In our XOR example, we'd like to move constant operand up to another xor that already has one operand uniform.
To not introduce yet another regression fixing the current one, we would have to expose the heuristics details to the common code. For example: moving constant operand up in the commutative pattern is good if it is XOR but is unwanted if it is ADD that is the base of the load or store.
In general, it is a good idea to let the target decide if the concrete operation reassociation is profitable. So we may want to add TargetLoweringInfo::reassociateOpsCommutative hook to let the target attempt and then apply general reassociation if the target has not changed the pattern.

I like this in general. @foad?

Overall this seems reasonable.
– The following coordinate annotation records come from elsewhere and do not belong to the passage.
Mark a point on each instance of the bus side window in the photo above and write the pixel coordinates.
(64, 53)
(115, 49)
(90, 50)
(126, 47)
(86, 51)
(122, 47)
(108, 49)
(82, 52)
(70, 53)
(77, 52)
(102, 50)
The only alternative I can think of would need more complicated isel patterns that do the reassociation gated by predicates that check the divergence, something like:

let Predicate = doesNotHaveXNOR in
def : GCNPat<
  (i32 (xor (xor_oneuse i32:$src0, i32:$src1), i32:$src2)),
  (i32 (V_XOR_B32 $src0, (V_XOR_B32 $src1, $src2))),
  [{ return src0->isDivergent() && !src1->isDivergent() && !src2->isDivergent(); }]
>;

... and lots of commuted versions of the same thing, and the same for any other isel pattern that matches something that could be reassoicated. So that doesn't sound very scalable.

Currently not (xor_one_use) pattern is always selected to S_XNOR irrelative od the node divergence.

"irrelative od" -> "irrespective of" or "regardless of".

Initial DAG

I guess this particular case could be handled by improving the v_perm matching in SITargetLowering::performOrCombine, e.g. add a cases for both of:

or (op x, c1), c2 -> perm x, x, permute_mask(c1, c2)
or (perm x, x, c1), (op y, c2) -> perm x, y, permute_mask(c1, c2)

Or a single big case that handles:

or (or (op x, c1), c2), (op y, c3) -> perm x, y, permute_mask(c1, c2, c3)

Initial DAG

LGTM provided comments are fixed.

In D116270#3267210, @rampitec wrote:

LGTM provided comments are fixed.

Fixed. Now, could you please accept?

Looks reasonable, just some minor comments.